Putin rzucił kasą. Jest dokładne wyliczenie
"Muzyczny maraton patriotyczny", funkcjonujący także pod nazwą "Za Rosję", od 14 kwietnia do 3 maja odwiedził 30 rosyjskich miast. Organizacja propagandowego eventu kosztowała budżet federalny rządu rosyjskiego 95,3 mln rubli, czyli blisko 1,5 mln dolarów.
Organizacja prowojennych koncertów to największa umowa państwowa zawarta w Rosji na "wydarzenie kulturalne" - podaje Onet. Zapowiedzią "muzycznego maratonu patriotycznego" był koncert na stadionie Łużniki, który odbył się 18 marca. Termin nie został wybrany przypadkowo. Tego dnia minęło osiem lat od aneksji Krymu przez Rosję.

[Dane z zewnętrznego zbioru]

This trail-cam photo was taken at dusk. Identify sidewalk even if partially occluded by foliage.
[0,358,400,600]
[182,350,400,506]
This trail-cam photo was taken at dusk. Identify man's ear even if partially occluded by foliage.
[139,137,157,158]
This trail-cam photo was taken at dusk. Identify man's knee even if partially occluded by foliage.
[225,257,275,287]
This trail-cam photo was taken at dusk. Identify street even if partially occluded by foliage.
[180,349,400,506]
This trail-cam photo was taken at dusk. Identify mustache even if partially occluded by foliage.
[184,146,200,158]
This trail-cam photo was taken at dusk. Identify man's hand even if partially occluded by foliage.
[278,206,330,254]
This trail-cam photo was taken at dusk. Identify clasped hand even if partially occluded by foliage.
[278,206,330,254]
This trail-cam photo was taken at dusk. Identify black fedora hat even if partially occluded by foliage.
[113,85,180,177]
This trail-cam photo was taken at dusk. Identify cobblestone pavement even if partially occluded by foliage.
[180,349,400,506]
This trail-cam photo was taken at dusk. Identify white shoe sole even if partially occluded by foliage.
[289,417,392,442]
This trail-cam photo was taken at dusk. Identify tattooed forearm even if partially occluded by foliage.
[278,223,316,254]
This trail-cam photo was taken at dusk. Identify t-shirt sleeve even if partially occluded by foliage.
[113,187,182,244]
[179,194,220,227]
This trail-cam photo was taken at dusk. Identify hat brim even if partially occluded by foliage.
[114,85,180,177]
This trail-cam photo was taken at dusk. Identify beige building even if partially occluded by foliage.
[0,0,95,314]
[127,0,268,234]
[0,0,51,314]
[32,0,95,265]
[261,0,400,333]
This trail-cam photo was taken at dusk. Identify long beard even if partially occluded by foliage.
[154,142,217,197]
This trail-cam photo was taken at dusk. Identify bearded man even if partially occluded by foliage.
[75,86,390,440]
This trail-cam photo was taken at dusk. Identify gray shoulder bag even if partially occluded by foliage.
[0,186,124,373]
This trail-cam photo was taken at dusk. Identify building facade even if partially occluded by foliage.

Wydarzenie zorganizowano z wielką pompą. Nie zabrakło na nim prezydenta Rosji, który wygłosił "porywające" przemówienie. A później zaczęła się część artystyczna, która była zapowiedzią całej serii propagandowych koncertów.
Programy koncertów otrzymały nazwy: "Żaden człowiek nie zostanie pominięty", "Zwycięstwo jest nasze", "Dla ciebie Ojczyzno", "Za pokój", "Wszystko będzie dobrze!". Łącznie w wydarzeniach udział wzięło 34 wykonawców, w tym popularni w Rosji artyści pop, zespoły rockowe, a także poeci, którzy wyrobioną poetycko publiczność wzruszali swoimi utworami.
Według BBC News Russian najlepiej opłacanym artystą był zespół popularnego gitarzysty Siergieja Juriewicza Galalina - SergA. Za siedem występów otrzymał on 10,5 mln rubli (blisko 170 tys. dol.). W sumie koncerty "muzycznego maratonu patriotycznego" kosztowały budżet federalny 95,3 mln rubli, czyli blisko 1,5 mln dolarów.